Friday, February 5, 2010

IvyDE and HBase 0.21 (trunk)

If you are staying on top of HBase development and frequently update to the HBase trunk (0.21.0-dev at the time of this post) you may have noticed that we now have support for Apache Ivy (see HBASE-1433). This is good because it allows to better control dependencies of the required jar files. It does have a few drawbacks though. One issue that you must be online to get your initial set of jars. You can also set up a local mirror or reuse the one you need for Hadoop anyways to share some of them.

Another issue is that it pulls in many more libs as part of the dependency resolving process. This reminds me bit of aptitude and when you try to install Java, for example on Debian. It often wants to pull in a litany of "required" packages but upon closer look many are only recommended and need not to be installed.

Finally you need to get the jar files somehow into your development environment. I am using Eclipse 3.5 on my Windows 7 PC as well as on my MacOS machines. If you have not run ant from the command line yet you have no jars downloaded and opening the project in Eclipse yields an endless amount of errors. You have two choices, you can run ant and get all jars and then add them to the project in Eclipse. But that is rather static and does not work well with future changes. It also is not the "ivy" way to resolve the libraries automatically.

The other option you have is adding a plugin to Eclipse that can handle Ivy for you, right within the IDE. Luckily for Eclipse there is IvyDE. You install it according to its documentation and then add a "Classpath Container" as described here. That part works quite well and after a restart IvyDE is ready to go.

A few more steps have to be done to get HBase working now - as in compiling without errors. The crucial one is editing the Ivy library and setting the HBase specific Ivy files. In particular the "Ivy settings path" and the properties file. The latter especially is specifying all the various version numbers that the ivy.xml is using. Without it the Ivy resolve process will fail with many errors all over the place. Please note that in the screen shot I added you see how it looks like on my Windows PC. The paths will be slightly different for your setup and probably even using another format if you are on a Mac or Linux machine. As long as you specify both you should be fine.

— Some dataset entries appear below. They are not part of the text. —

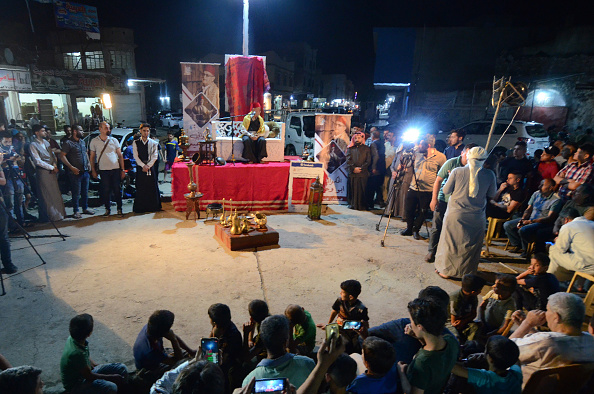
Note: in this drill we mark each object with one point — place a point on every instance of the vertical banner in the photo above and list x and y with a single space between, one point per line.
200 100
330 148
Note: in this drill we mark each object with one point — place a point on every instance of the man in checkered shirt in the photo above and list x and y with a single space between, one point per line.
576 173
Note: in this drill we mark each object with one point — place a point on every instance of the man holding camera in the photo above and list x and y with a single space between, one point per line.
107 160
14 189
428 161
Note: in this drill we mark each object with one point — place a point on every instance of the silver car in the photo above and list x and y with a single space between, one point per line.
534 134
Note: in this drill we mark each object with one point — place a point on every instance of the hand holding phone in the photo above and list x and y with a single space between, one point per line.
270 385
351 325
210 349
332 329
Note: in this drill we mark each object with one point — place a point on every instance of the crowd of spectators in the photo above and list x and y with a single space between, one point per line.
446 343
38 170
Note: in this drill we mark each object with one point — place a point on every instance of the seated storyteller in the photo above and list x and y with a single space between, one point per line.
275 333
303 329
508 199
254 143
430 369
495 311
535 285
252 344
80 374
349 307
381 375
503 375
463 304
149 353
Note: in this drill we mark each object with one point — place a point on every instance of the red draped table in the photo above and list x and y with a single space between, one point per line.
252 187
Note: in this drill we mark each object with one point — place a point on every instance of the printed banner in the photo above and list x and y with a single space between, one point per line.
15 80
330 148
200 100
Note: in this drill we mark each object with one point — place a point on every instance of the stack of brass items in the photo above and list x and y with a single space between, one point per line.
239 224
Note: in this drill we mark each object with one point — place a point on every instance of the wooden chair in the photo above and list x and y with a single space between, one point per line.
568 379
495 226
589 299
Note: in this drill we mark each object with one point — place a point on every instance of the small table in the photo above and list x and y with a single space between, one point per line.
208 152
193 204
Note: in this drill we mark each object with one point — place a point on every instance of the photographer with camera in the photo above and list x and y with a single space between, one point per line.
427 162
14 189
9 267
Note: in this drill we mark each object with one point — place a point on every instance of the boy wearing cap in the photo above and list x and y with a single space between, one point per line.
548 167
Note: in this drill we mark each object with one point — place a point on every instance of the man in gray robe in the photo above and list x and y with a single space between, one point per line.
358 160
463 229
51 205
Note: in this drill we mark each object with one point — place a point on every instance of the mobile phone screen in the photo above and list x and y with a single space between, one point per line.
332 329
351 325
210 349
269 385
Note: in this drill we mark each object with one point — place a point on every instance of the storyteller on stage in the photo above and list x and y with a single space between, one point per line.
254 141
358 161
147 188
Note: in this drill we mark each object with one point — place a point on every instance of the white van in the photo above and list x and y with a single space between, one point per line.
300 131
534 134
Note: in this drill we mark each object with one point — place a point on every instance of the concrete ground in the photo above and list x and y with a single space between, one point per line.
122 269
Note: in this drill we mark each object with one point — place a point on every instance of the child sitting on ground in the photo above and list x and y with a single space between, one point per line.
381 375
535 284
495 311
503 376
303 330
79 373
463 304
252 344
349 307
430 369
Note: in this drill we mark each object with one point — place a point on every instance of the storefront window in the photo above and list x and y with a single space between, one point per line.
72 61
94 60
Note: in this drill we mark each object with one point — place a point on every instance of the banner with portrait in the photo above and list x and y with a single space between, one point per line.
330 148
200 100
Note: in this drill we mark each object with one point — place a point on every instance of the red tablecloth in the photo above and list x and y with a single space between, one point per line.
252 187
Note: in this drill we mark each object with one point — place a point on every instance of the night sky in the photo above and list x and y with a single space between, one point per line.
168 32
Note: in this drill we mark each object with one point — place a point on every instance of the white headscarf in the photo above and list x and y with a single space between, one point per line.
475 157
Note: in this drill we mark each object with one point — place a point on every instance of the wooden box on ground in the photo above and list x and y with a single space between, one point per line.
253 239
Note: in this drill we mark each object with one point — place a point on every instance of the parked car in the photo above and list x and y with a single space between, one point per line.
173 120
534 134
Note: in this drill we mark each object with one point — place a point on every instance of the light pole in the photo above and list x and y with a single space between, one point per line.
246 23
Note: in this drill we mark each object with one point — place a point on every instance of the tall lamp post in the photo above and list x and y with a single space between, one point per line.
246 23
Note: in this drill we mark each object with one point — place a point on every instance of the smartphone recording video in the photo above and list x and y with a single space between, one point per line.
269 385
351 325
210 349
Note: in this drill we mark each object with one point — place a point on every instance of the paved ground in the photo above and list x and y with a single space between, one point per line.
121 270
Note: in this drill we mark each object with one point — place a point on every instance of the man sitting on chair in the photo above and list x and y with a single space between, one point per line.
254 141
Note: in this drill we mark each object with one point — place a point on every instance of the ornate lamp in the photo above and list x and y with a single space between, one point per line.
316 193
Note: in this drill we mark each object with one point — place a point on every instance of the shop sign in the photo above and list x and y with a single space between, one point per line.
15 80
64 81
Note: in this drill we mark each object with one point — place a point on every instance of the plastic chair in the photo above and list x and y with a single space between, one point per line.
567 379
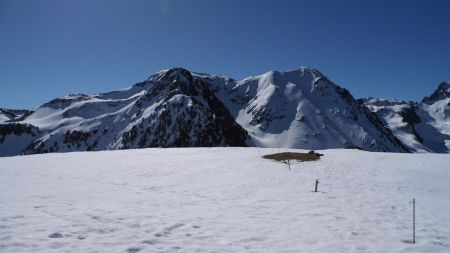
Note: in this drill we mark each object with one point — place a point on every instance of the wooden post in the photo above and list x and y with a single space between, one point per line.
414 220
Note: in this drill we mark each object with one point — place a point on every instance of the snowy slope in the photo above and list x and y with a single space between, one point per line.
223 200
170 109
176 108
303 109
423 127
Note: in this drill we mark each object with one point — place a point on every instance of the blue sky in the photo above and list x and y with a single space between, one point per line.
398 49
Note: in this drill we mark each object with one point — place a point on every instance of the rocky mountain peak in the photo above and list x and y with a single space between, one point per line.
442 92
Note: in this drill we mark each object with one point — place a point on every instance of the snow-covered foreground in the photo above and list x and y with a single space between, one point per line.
223 200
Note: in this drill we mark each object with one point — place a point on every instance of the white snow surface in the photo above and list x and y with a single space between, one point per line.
223 200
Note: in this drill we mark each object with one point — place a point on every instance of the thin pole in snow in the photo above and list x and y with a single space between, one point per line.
414 220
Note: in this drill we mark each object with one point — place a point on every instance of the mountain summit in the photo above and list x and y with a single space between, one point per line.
301 108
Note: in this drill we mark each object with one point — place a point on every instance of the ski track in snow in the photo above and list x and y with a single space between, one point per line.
223 200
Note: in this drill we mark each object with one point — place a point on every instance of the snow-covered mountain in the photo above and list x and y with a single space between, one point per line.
424 126
177 108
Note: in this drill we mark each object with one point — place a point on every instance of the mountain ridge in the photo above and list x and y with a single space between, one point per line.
300 108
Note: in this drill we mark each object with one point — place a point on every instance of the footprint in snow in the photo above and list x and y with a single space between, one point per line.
56 235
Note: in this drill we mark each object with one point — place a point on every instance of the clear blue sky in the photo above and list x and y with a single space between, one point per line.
397 49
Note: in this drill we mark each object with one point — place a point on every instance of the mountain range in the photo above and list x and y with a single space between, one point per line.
301 108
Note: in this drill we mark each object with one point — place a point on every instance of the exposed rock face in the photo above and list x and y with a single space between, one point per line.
177 108
423 127
170 109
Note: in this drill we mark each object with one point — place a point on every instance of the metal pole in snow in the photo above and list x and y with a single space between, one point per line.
414 220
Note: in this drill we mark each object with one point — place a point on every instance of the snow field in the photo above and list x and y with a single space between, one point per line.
223 200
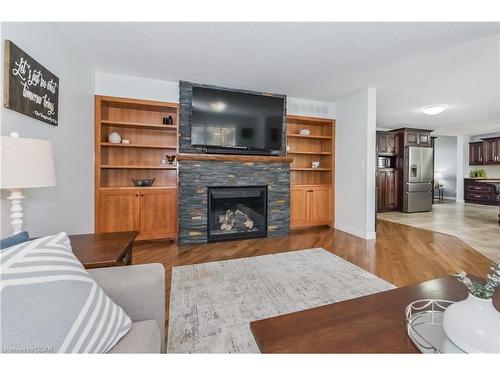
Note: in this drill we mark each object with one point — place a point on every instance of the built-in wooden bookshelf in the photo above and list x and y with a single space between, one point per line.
311 188
119 204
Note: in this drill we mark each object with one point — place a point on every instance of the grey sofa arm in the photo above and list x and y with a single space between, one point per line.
138 289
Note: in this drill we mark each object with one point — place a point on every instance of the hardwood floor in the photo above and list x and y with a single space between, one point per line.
401 254
476 225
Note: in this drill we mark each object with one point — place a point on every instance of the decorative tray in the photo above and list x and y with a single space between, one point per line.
424 324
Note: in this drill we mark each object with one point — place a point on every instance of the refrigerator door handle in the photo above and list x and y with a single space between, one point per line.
413 170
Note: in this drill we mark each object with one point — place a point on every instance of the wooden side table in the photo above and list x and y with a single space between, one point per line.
103 249
369 324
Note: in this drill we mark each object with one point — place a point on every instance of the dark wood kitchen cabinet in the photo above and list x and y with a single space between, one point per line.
417 137
480 192
386 143
387 191
476 153
491 150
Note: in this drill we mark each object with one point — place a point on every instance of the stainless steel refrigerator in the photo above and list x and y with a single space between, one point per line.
418 176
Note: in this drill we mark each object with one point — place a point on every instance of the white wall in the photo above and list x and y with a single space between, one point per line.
462 165
69 206
136 87
445 162
355 164
168 91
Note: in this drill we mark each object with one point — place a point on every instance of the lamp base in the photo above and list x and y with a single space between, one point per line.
16 210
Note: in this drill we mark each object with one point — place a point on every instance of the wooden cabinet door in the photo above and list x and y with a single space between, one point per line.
381 143
158 218
476 153
411 138
320 205
492 151
391 143
299 207
387 189
418 138
118 210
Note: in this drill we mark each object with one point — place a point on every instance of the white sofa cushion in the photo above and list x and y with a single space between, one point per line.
49 303
144 337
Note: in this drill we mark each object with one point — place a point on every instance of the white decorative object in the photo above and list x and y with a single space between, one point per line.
26 163
424 324
473 325
304 132
114 138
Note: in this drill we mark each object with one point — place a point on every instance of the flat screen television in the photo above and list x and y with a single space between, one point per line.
225 121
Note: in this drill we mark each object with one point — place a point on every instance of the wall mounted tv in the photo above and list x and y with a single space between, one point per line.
235 122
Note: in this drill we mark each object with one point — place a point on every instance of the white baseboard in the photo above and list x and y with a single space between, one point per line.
356 232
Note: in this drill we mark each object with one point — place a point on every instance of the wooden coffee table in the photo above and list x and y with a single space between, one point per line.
103 249
370 324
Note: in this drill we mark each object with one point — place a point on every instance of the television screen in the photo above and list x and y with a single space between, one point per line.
227 119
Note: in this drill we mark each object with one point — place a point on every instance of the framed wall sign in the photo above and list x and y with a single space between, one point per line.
29 88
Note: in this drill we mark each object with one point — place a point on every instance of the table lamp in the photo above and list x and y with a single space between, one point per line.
26 163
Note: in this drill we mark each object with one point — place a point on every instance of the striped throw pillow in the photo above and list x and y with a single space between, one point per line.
50 304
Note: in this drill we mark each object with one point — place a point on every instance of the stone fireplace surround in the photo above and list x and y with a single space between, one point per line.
195 176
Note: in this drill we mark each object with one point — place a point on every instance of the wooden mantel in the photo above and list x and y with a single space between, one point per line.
237 158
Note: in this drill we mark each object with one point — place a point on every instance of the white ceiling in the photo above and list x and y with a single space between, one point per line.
410 64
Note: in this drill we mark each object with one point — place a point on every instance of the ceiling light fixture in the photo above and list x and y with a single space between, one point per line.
434 109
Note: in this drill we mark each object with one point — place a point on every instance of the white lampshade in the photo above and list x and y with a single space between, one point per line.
26 163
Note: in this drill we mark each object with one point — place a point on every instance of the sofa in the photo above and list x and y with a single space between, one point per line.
140 291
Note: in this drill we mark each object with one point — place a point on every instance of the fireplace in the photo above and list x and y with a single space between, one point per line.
236 212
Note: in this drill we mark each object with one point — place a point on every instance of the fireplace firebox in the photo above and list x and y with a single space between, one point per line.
236 212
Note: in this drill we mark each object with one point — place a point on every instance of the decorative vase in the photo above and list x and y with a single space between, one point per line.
114 138
473 325
170 158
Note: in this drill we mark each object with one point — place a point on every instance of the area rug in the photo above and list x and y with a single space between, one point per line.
212 304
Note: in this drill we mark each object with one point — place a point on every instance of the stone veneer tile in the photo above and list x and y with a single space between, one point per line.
195 177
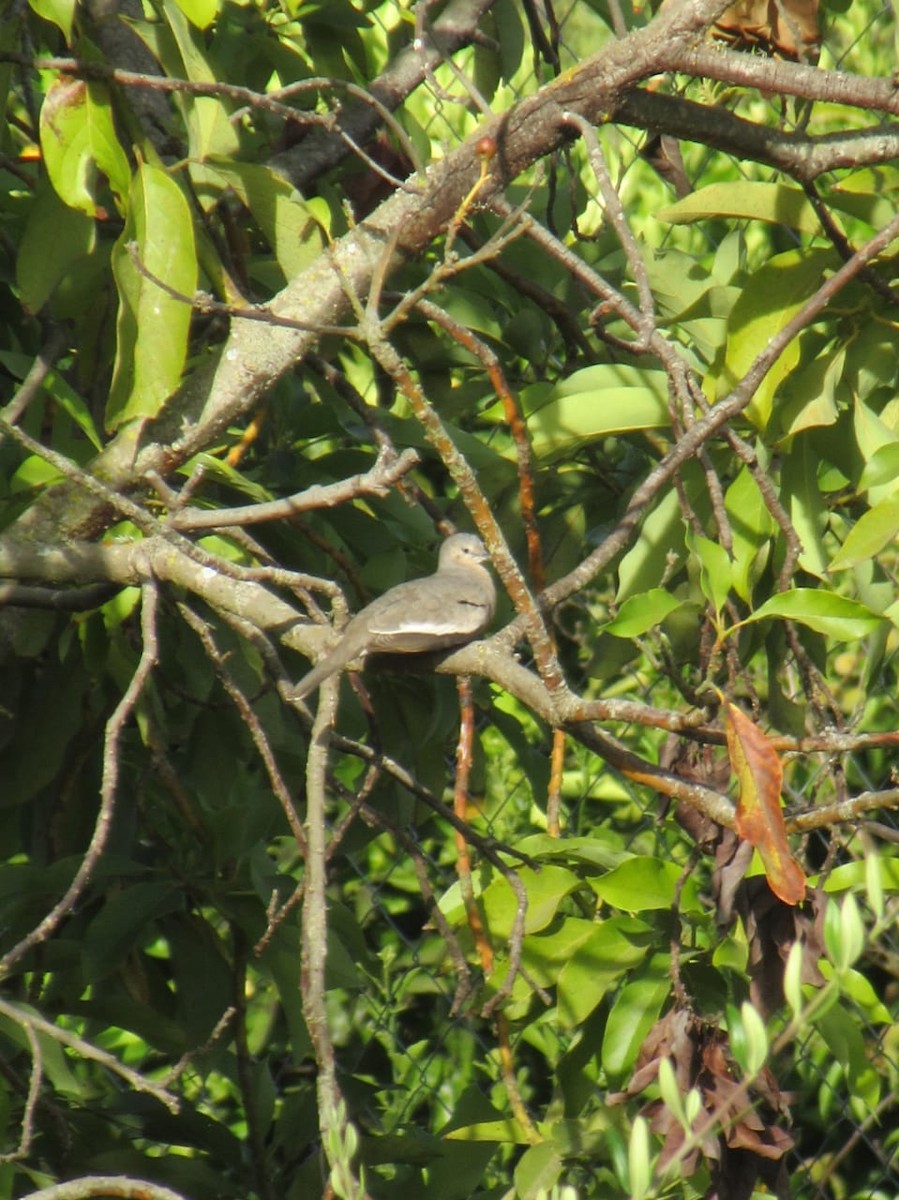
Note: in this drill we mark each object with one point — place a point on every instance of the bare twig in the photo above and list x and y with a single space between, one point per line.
114 727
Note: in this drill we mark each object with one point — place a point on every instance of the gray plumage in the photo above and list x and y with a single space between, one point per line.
447 609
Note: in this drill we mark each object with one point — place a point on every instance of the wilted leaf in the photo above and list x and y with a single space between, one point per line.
760 820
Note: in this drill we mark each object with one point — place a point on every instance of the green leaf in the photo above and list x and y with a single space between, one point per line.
844 933
120 923
537 1171
504 1131
874 436
715 571
639 1158
616 946
53 1056
199 12
869 535
545 891
822 611
749 1038
60 12
55 238
804 504
634 1013
753 527
153 325
79 143
593 403
642 612
293 227
771 297
643 883
210 130
774 203
882 467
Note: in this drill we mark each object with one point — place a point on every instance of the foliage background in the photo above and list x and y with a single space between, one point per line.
172 829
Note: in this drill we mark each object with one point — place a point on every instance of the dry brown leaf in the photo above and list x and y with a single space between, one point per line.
760 819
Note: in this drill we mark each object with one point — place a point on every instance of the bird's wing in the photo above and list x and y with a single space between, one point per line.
442 610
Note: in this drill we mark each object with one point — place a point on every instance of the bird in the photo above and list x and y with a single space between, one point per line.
447 609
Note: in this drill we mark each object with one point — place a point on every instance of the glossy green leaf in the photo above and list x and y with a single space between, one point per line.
774 203
642 612
118 925
60 12
813 396
882 467
53 1057
874 436
749 1038
293 227
545 891
751 528
844 931
639 1158
822 611
593 403
634 1013
873 531
805 505
537 1171
645 882
153 324
715 574
208 118
199 12
504 1131
616 946
55 238
771 297
79 145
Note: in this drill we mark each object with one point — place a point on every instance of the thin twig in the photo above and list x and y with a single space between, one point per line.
108 787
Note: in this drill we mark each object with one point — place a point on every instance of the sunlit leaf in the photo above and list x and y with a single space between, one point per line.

The other important issue is that you have to repeat that same step adding the Classpath Container two more times: each of the two larger contrib packages "contrib/stargate" and "contrib/transactional" have their own ivy.xml! For both you have to go into the respective directory and right click on the ivy.xml and follow the steps described in the Ivy documentation. Enter the same information as mentioned above to make the resolve work, leave everything else the way it is. You may notice that the contrib packages have a few more targets unticked. That is OK and can be used as-is.

As a temporary step you have to add two more static libraries that are in the $HBASE_HOME/lib directory: libthrift-0.2.0.jar and zookeeper-3.2.2.jar. Those will eventually be published on the Ivy repositories and then this step is obsolete (see INFRA-2461).

Eventually you end up with three containers as shown in the second and third screen shot. The Eclipse toolbar now also has an Ivy "Resolve All Dependencies" button which you can use to trigger the download process. Personally I had to do this a few times as the mirrors with the jars seem to be flaky at times. I ended up with for example "hadoop-mapred.jar" missing. Another resolve run fixed the problem.

The last screen shot shows the three Ivy related containers once more in the tree view of the Package Explorer in the Java perspective. What you also see is the Ivy console, which also is installed with the plugin. You have to open it as usual using the "Window - Show View - Console" menu (if you do not have the Console View open already) and then use the drop down menu next to the "Open Console" button in that view to open the Ivy console. It gives you access to all the details when resolving the dependencies and can hint when you have done something wrong. Please note though that it also lists a lot of connection errors, one for every mirror or repository that does not respond or yet has the required package available. One of them should respond though or as mentioned above you will have to try later again.

Eclipse automatically compiles the project and if everything worked out it does so now without a hitch. Good luck!

Update: Added info about the yet still static thrift and zookeeper jars. See Kay Kay's comment below.

4 comments:

  1. Nice post. Once INFRA-2461 is set up , depending on the consensus, it is possible to publish thrift as an artifact internally within hbase and then get away from giving special status to zk/ thrift altogether .

    ReplyDelete
  2. This is crazy. If you are going down the dependency path switch to Maven which integrates well with all the IDEs rather than this half-way solution to the problem.

    ReplyDelete
  3. Sam, Maven is next as far as I understand (see the JIRA issues related to it).

    ReplyDelete
  4. Cool. We should probably call that out here then to make it clear that this is the first phase of a transition to Maven rather than the end goal. I'm all for it. Nothing makes it easier on the customer than making the dependency management and IDE integration easier.

    ReplyDelete